The indicators of distress

It’s no secret that local authorities are under severe financial pressure. With central government funding having halved since 2010, the pressure for councils to continue delivering local services on a shoestring budget is having a catastrophic effect on local government.

According to the National Audit Office’s most recent study into the financial sustainability of local authorities, Northamptonshire is just the tip of a worryingly large iceberg as a growing number of councils find themselves on the verge of financial crisis.

The recent plight of local authorities has been well documented. However, Northamptonshire County Council’s Section 114 Notice still came as a painful blow despite numerous warning signs that the authority was in trouble. Others have either been exhibiting signs of distress or baldly stating that they are in distress for some time.

Common to all distressed authorities has been the dwindling level of their ‘rainy day reserves’, in some cases presaged by ‘salami slicing’ of budgets and often accompanied by yawning pension fund deficits and significant maintenance backlogs. Historically, local authorities have been criticised by central government for holding high levels of reserves, although much was legally ring-fenced leaving little for a true ‘rainy day’. English authorities withdrew £1.4bn from reserves in 2017 (source: Office for Budget Responsibility). Whereas some withdrawals funded capital expenditure, the figure indicates it’s been raining for a long time now and the storm clouds continue to gather.

Dipping into ‘rainy day’ reserves to fund services is unsustainable. Reserves can only be spent once: a small sticking plaster over a gaping wound, ultimately doomed to fail. Due to austerity, services have been cut, yet demand is increasing, particularly for care services ranging from looked after children to older people’s services. More than half of the UK’s councils expect to overspend on adult social care alone this year, by an average of £21m (source: Office for Budget Responsibility).

As district councils and Northern Irish authorities do not provide adult social care, this suggests most upper tier authorities are significantly overspending. A combination of consistent overspends and dwindling reserves inevitably places a council on a fast track to financial ruin. Children’s services may well be a larger and more intractable problem.

In the case of Somerset County Council, its children’s services are a manifestation of its inability to balance its budget. Reserves have fallen 60% in the past five years as it struggles to cut expenditure in line with income. It is forecasting a £14.6m overspend on children’s services alone in 2018 and as a result, has agreed to close two thirds of its children’s centres in order to cut costs. Surrey County Council, which faces a £105m gap in its finances, has been drawing heavily on its reserves and has had persistent struggles in children’s services, with two adverse Ofsted reports.

Once a council is in distress or unable to balance its budget, these are desperate measures: a council in distress lacks the resources to reconfigure services as needed and lacks time to properly consult and explain its decisions, thus those outside the council inevitably see every service as a ‘sacred cow’. All councils want to do the right thing by their communities and do not take these decisions lightly, but the end result is hate and distrust from the very communities they serve.

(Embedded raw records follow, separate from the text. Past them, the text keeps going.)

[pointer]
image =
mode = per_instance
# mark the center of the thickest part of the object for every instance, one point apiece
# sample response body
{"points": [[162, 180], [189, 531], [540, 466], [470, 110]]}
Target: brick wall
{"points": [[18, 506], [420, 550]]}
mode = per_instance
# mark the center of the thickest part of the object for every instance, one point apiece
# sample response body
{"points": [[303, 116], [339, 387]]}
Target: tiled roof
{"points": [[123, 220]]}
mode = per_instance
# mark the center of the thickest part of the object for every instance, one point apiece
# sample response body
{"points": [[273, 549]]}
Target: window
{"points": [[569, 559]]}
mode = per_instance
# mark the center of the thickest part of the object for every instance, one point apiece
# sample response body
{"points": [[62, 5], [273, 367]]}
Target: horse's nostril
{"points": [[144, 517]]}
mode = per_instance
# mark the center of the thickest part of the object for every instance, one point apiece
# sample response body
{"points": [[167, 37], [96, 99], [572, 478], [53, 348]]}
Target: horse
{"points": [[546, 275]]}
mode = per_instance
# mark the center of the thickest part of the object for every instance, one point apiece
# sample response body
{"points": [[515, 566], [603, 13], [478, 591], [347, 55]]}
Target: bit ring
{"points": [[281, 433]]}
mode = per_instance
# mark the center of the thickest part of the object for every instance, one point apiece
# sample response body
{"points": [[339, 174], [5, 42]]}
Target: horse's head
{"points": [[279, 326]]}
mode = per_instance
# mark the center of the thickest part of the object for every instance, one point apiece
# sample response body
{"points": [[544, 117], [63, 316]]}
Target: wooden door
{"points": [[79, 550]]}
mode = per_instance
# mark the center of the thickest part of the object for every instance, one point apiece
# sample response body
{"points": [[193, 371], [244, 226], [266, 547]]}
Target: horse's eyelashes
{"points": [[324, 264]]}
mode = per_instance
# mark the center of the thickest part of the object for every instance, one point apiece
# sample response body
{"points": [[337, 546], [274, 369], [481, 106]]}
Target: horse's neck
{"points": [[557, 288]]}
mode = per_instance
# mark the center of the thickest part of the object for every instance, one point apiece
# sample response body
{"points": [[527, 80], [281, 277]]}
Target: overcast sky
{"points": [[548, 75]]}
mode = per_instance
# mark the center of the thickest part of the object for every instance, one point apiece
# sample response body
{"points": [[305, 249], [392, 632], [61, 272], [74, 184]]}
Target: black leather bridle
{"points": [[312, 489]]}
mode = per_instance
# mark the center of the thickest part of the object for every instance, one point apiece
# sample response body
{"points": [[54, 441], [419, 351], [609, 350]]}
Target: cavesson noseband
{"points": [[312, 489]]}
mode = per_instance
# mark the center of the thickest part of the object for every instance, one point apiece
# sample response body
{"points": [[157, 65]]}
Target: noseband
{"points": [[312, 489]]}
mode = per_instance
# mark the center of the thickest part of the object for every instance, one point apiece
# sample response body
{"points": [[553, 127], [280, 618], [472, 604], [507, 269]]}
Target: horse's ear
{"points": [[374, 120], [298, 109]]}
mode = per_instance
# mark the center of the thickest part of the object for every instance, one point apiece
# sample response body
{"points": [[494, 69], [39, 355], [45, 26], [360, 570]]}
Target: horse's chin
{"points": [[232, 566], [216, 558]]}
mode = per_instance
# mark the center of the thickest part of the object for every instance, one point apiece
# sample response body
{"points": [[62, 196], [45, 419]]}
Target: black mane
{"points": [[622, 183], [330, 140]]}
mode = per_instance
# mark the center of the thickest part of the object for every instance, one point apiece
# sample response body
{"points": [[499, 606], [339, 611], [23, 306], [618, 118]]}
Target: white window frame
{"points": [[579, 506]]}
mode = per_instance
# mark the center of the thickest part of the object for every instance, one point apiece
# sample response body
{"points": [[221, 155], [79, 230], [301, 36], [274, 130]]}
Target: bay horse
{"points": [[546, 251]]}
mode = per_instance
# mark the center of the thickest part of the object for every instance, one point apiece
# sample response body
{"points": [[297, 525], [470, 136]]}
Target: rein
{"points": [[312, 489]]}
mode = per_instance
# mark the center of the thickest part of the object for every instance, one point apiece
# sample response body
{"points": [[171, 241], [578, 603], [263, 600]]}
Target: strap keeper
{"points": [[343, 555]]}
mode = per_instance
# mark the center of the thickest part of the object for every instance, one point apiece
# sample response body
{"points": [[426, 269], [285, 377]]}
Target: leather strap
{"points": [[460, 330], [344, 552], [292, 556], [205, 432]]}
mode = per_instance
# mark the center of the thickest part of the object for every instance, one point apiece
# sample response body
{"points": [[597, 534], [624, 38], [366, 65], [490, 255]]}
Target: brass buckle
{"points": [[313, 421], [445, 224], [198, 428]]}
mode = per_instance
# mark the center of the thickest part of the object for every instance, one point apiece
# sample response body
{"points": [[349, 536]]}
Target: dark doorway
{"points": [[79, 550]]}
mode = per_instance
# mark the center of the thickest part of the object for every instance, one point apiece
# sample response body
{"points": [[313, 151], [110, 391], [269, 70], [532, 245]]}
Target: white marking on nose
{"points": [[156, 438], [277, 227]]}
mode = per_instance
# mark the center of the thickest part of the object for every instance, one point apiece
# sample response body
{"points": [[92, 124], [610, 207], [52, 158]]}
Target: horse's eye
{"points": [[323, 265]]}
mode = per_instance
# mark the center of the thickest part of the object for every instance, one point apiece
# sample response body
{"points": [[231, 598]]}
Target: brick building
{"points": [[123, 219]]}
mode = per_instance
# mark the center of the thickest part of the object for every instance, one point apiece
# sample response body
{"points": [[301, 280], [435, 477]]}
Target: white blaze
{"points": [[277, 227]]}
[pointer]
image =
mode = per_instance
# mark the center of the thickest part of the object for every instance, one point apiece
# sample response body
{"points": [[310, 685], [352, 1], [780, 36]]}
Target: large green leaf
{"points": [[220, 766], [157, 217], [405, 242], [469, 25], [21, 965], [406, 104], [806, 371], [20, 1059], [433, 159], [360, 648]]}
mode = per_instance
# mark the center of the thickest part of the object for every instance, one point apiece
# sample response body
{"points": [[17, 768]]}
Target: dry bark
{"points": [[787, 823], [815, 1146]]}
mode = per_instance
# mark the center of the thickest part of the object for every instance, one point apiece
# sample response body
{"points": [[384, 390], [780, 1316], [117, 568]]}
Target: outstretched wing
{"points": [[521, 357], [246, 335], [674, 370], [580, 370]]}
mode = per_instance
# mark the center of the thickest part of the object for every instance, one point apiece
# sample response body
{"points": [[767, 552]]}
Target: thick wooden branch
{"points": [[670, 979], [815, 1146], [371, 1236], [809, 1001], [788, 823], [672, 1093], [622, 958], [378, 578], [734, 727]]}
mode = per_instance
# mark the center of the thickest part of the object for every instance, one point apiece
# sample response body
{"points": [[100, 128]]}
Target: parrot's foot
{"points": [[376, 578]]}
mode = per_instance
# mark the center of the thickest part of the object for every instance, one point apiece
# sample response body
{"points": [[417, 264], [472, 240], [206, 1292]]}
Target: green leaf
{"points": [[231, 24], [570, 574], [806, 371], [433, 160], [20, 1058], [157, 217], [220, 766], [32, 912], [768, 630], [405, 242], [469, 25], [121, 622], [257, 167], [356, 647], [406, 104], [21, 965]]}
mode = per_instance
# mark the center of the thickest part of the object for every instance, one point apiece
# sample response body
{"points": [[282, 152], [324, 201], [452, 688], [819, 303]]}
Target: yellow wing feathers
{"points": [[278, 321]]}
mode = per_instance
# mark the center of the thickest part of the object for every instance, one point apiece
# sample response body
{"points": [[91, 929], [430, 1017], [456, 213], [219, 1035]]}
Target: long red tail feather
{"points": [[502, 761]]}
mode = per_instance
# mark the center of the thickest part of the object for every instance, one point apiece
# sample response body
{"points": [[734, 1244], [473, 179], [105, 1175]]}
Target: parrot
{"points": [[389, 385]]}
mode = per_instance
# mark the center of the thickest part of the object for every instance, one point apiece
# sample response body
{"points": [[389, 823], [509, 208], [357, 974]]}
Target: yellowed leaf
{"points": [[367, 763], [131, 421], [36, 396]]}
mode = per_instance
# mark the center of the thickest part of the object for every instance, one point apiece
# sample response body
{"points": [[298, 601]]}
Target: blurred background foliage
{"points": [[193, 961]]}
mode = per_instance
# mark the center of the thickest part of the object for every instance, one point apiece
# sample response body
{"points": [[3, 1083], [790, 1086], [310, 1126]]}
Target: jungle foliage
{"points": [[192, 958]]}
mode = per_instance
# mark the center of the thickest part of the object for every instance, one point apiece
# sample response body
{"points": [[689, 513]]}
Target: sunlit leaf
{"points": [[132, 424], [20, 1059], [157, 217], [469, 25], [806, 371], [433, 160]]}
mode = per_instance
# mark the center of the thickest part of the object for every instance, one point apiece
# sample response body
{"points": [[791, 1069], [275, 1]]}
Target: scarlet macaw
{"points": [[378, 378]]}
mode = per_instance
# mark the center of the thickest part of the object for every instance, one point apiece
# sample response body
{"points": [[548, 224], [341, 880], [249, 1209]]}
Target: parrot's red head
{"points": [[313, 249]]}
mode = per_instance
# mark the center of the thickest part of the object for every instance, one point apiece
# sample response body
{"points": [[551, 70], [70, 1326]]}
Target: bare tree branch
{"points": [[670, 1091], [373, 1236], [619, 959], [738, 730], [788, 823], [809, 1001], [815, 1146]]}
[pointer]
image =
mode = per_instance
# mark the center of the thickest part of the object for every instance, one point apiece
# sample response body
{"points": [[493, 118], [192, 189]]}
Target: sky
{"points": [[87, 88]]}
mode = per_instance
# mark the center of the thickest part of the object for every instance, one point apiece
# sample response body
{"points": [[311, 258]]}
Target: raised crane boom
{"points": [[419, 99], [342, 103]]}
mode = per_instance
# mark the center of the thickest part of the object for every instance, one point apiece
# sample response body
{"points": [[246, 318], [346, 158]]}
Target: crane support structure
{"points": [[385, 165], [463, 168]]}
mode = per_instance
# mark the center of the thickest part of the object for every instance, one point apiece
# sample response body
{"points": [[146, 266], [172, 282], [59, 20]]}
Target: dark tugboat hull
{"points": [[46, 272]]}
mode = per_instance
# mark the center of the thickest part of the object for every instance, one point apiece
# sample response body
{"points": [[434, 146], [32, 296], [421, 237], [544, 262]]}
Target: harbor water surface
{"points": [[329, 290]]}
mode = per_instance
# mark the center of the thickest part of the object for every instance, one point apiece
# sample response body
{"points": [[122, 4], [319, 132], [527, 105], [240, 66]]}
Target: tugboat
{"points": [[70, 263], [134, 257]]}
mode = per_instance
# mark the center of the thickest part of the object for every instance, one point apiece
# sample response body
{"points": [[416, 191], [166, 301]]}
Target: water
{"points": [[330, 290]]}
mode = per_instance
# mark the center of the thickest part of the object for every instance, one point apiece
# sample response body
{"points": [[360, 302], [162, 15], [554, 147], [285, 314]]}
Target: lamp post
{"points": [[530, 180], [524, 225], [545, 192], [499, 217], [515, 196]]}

However, given time and a proper understanding of the funding crisis and the decisions needed to maintain critical services, residents can and do accept cuts.

In the US, we saw this very situation in Pittsburgh, where the City’s credit rating was downgraded to ‘junk bond’ status and it was questionable whether or not the City could survive. As an independent, public sector-facing body, PFM worked in partnership with elected and appointed leaders, trade unions, businesses, citizen groups and other stakeholders to draft a multi-year recovery plan. In five years, the City drastically turned around its fortunes, ultimately turning its annual budget shortfalls into a $46.5m general fund surplus.

Local government needs a drastic reappraisal. At no time has any government sat down and determined what local government is for, how it should be structured and how it should be funded. Even today, the response to financial distress appears to be the creation of an ad-hoc patchwork of unitary authorities that cannot fully address the underlying financial issues. However, a fundamental reappraisal is not going to happen soon and it is not obvious local government is in line for funding increases.

The only option is take the tough long-term decisions that enable tangible, long-term stability and focus on the outcomes that matter most. Authorities must lay everything out on the table, take a long, hard look and determine the areas that can cut be back.

These will be tough, painful decisions to make – possibly harder than closing libraries or reducing refuse collections – that need the support of stakeholders. But in order to avoid further crises, we must really move the meter.